Two years ago, King Khan and the Shrines released an incredible album, What Is?!, in Europe. The LP finally got its due across the pond last week, when Vice Records released it in the United States.
The Stooges released their debut album, The Stooges, 40 years ago after frontman Iggy Pop drew inspiration from MC5 and the Doors to escape the derivative blues model of so many British Invasion bands. The Stooges fused the rhythmic and lyrical repetition of a blues stomp with the frustrated romanticism of post-adolescence and created a heavier, grimier and more lascivious music. Five years later, punk rock would emerge as a slightly whittled-down version of that sound.

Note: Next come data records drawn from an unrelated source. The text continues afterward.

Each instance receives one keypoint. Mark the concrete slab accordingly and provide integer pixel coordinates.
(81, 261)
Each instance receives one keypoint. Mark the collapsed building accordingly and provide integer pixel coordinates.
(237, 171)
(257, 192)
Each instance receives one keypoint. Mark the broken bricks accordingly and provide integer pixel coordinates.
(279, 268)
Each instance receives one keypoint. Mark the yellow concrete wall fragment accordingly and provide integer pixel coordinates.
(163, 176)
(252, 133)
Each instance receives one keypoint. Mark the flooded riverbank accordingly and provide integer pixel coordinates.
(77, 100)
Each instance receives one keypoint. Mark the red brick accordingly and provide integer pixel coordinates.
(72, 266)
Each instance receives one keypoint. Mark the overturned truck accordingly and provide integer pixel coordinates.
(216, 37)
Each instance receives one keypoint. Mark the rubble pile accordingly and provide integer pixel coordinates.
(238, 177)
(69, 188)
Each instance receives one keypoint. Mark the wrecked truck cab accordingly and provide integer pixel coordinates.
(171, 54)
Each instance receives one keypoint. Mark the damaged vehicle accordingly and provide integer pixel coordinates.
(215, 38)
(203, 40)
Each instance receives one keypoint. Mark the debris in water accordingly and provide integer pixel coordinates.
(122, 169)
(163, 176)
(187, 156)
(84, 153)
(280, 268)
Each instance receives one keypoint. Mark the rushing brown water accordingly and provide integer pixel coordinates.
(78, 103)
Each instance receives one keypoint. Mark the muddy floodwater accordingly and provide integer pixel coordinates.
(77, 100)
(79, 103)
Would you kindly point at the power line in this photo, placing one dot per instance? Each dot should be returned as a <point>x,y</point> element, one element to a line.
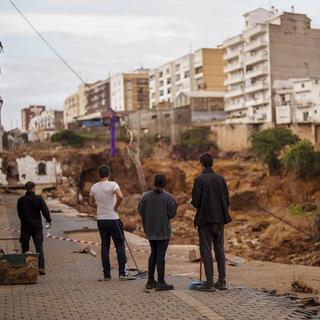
<point>47,43</point>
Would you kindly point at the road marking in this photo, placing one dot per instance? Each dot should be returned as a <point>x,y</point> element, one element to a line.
<point>197,305</point>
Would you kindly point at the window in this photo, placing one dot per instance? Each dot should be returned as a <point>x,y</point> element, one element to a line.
<point>198,70</point>
<point>42,169</point>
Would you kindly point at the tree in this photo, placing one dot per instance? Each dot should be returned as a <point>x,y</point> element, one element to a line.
<point>268,144</point>
<point>302,159</point>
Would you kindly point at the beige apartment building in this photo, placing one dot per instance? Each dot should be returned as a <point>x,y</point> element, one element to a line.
<point>130,91</point>
<point>273,46</point>
<point>91,98</point>
<point>198,71</point>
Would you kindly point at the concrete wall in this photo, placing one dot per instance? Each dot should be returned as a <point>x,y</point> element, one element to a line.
<point>28,169</point>
<point>232,137</point>
<point>3,178</point>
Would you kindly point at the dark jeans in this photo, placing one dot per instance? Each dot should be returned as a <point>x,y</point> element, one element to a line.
<point>157,258</point>
<point>37,237</point>
<point>208,234</point>
<point>113,229</point>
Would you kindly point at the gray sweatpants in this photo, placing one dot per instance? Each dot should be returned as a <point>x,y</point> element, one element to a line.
<point>208,234</point>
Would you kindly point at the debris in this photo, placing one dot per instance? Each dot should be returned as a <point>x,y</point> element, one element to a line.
<point>301,287</point>
<point>194,255</point>
<point>86,250</point>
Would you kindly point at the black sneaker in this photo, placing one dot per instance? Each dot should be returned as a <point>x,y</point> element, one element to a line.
<point>151,284</point>
<point>208,287</point>
<point>164,286</point>
<point>221,285</point>
<point>126,277</point>
<point>42,272</point>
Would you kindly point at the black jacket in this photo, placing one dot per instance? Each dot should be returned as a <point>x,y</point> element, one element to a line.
<point>156,210</point>
<point>30,207</point>
<point>210,196</point>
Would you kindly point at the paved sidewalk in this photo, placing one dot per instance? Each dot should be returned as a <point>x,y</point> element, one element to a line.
<point>70,290</point>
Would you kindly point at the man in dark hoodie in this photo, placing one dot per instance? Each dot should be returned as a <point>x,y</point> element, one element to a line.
<point>156,208</point>
<point>30,207</point>
<point>210,197</point>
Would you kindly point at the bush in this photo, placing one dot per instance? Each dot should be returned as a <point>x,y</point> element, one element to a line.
<point>302,159</point>
<point>268,144</point>
<point>147,144</point>
<point>194,141</point>
<point>68,138</point>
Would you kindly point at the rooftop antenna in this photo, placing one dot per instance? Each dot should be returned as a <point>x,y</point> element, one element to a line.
<point>206,34</point>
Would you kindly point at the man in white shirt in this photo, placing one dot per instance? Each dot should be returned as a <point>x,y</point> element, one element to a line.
<point>107,196</point>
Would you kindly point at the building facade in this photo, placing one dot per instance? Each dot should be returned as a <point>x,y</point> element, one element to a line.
<point>201,70</point>
<point>297,101</point>
<point>272,47</point>
<point>28,113</point>
<point>91,98</point>
<point>130,91</point>
<point>43,126</point>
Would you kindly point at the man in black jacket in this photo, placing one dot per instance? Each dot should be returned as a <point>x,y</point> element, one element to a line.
<point>30,207</point>
<point>157,208</point>
<point>210,197</point>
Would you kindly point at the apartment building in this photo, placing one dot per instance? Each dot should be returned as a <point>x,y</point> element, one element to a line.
<point>273,46</point>
<point>91,98</point>
<point>71,109</point>
<point>43,126</point>
<point>130,91</point>
<point>28,113</point>
<point>198,71</point>
<point>297,101</point>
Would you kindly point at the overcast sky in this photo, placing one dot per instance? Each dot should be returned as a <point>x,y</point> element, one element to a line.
<point>101,36</point>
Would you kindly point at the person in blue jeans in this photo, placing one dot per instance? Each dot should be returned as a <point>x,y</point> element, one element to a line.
<point>107,197</point>
<point>156,208</point>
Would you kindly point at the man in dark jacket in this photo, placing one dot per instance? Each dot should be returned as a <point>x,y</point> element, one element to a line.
<point>210,197</point>
<point>156,208</point>
<point>30,207</point>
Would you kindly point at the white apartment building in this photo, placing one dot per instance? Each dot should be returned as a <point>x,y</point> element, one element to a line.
<point>198,71</point>
<point>43,126</point>
<point>130,91</point>
<point>272,46</point>
<point>297,101</point>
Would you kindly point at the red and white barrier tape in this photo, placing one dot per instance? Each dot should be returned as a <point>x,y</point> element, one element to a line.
<point>84,242</point>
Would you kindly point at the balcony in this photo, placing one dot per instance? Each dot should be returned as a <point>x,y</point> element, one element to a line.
<point>233,41</point>
<point>233,67</point>
<point>257,87</point>
<point>234,93</point>
<point>257,29</point>
<point>232,54</point>
<point>256,73</point>
<point>260,43</point>
<point>259,57</point>
<point>308,103</point>
<point>234,79</point>
<point>233,106</point>
<point>257,102</point>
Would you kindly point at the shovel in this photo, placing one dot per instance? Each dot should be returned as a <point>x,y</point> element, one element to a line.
<point>194,284</point>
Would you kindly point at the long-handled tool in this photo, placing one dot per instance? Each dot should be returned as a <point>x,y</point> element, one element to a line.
<point>139,272</point>
<point>195,284</point>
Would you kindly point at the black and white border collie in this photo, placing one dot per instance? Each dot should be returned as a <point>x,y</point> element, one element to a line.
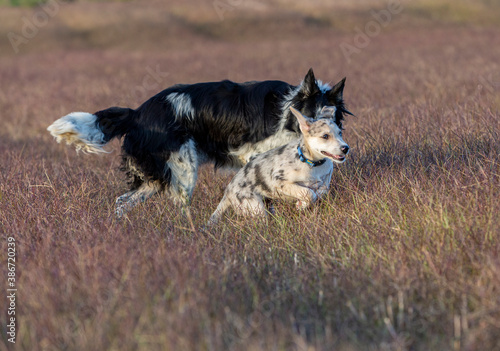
<point>171,134</point>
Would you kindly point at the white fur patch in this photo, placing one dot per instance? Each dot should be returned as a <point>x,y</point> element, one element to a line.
<point>81,130</point>
<point>184,167</point>
<point>324,87</point>
<point>181,103</point>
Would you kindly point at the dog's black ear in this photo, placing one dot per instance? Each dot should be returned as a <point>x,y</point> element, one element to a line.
<point>336,94</point>
<point>309,85</point>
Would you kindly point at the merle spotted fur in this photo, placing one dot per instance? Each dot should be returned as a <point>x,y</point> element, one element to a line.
<point>225,122</point>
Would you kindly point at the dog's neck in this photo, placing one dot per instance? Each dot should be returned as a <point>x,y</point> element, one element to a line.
<point>307,156</point>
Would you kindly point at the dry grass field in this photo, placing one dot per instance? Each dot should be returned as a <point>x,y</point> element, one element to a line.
<point>403,254</point>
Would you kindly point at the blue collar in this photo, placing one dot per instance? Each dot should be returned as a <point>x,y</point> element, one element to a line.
<point>309,162</point>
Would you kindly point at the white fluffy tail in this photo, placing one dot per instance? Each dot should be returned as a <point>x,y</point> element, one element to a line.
<point>81,130</point>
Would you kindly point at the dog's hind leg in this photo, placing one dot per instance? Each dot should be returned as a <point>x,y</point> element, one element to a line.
<point>183,166</point>
<point>127,201</point>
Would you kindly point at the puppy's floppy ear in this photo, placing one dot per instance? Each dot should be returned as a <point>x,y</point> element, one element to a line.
<point>336,94</point>
<point>309,86</point>
<point>304,122</point>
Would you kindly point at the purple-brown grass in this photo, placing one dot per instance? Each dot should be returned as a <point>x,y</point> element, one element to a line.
<point>403,254</point>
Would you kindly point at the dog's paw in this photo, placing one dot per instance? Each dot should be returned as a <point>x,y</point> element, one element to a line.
<point>302,204</point>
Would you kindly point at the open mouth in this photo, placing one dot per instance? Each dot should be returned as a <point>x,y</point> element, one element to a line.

There is nothing whittled down about King Khan. He takes the Stooges’ nasty guitar pulse and throws in an organ and some blustering horns. He takes the deadpan exasperation of Iggy’s lyrics and kicks it into fifth gear, often consciously bordering on self-parody. King Khan even takes Iggy’s incendiary stage presence (he was famous for climbing into the crowd and was often smeared in his own blood by the end of concerts) and adds a go-go dancer. No, I’m serious—Bamboorella is the Shrines’ full-time go-go dancer.
There’s a cockiness about both these singers that’s engendered by a supreme sense of nothing to lose. On “Real Cool Time,” a bass-heavy three-chord jam bathed in distortion and wah wah, Iggy sings, “Can I come over tonight?/ What do you think I wanna do?/ That’s right.” The same know-it-all nonchalance imbues King Khan’s “(How Can I Keep You) Outta Harm’s Way,” which sounds like the Zombies and the Animals got their hands on some horns and somehow churned out a hard-rock tune. King Khan wails, “Spilling all your honey and lies/ Got you nothing but grief/ I can hold you, baby, in my arms,/ Give you a little relief/ Believe me, baby, and understand,/ I got you here in the palm of my hand.”
King Khan’s influences are as wide-ranging and unpredictable as his stage antics, but he leaves listeners no choice but to join him in surrendering to an intense brew of emotions—the powerlessness of youth, a need for sexual commiseration, the unstoppable urge to just forget it all and dance. It was Iggy Pop’s unflinching representation of these very torments that made him so revolutionary and keeps his music fresh today.
A version of this piece first appeared as a column in the April 27 issue of the Tufts Daily.